Namely, the first invention of the present specification provides a nonvolatile semiconductor memory device such as a flash memory comprising: a counter circuit for counting the number of fails generated in the write and erase processes in the predetermined unit like a sector; and a comparing circuit for judging whether a value counted by the counter circuit has exceeded a limit value (allowable value) of the preset number of fails or not so that when a counted value of the counter circuit has exceeded the preset limit value of a register, the writer or erase process is not conducted even if a write or erase command is inputted from an external circuit.
According to the means explained above, if the number of fail sectors has exceeded the limit value in any memory among a plurality of memories to be tested simultaneously, the write or erase process is not executed even if the write or erase command is inputted from an external circuit.
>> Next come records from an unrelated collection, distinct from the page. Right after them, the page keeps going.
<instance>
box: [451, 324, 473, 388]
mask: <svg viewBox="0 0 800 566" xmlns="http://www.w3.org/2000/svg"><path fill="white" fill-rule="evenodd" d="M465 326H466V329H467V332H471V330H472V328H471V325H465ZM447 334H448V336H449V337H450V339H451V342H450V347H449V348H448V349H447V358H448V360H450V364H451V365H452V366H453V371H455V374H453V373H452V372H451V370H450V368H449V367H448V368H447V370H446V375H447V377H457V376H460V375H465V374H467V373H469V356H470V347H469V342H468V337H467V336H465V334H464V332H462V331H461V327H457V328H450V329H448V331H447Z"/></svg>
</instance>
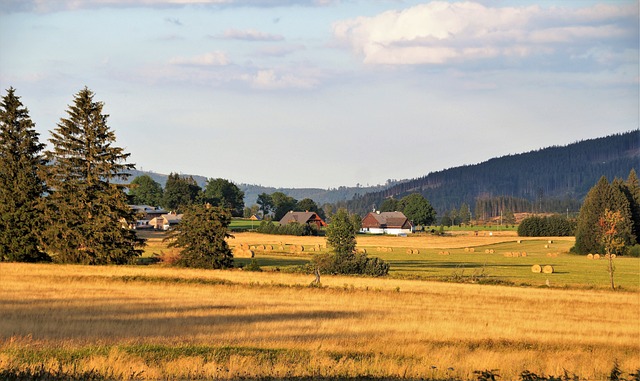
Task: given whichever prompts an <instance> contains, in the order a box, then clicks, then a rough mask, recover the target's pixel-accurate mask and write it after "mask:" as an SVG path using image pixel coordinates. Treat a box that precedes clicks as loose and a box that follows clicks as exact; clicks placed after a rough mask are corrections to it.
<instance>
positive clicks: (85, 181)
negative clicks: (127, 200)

Therefore, the test of the relevant chip is completed when the number of fail sectors has exceeded the limit value and thereafter this memory can prevent elongation of the write time or erase time and can shorten the total testing time.
Moreover, the other invention disclosed in the present specification provides a nonvolatile semiconductor memory device such as a flash memory having a structure that a storage area (pass/fail flag) for storing generation of a fail in the write and erase process in the predetermined unit such as a sector is provided and when information indicating generation of a fail is stored in the storage area, the write or erase process is not executed in the test mode for the corresponding sector within the memory array. Thereby, it is now possible that the write or erase process can be stopped for the sector for which the information indicating generation of fail is stored in the corresponding storage area by checking the storage area in the second and subsequent tests and the total testing time can be shortened.
The other invention disclosed in the present specification provides a nonvolatile semiconductor memory device comprising a memory array including a nonvolatile memory element which is provided with a control gate and a floating gate to store information through change of the threshold voltage. This nonvolatile semiconductor memory device has a structure to perform the read process for verification during the test operation in the level which is relatively lower than the level for the read process for verification under the usual operating condition and also to complete the relevant write or erase process when it is judged that a fail is generated in the write or erase process with the read process for verification during the test operation under the lower level explained above.
Accordingly, on the occasion of performing the write or erase process by repeating the applications of a write voltage or an erase voltage, when a threshold voltage does not change exceeding the predetermined level even if the initial write voltage or erase voltage is applied, the write or erase process can be completed upon judgment that a fail bit is included. As a result, repetition of useless process can be prevented and thereby a total testing time can be shortened.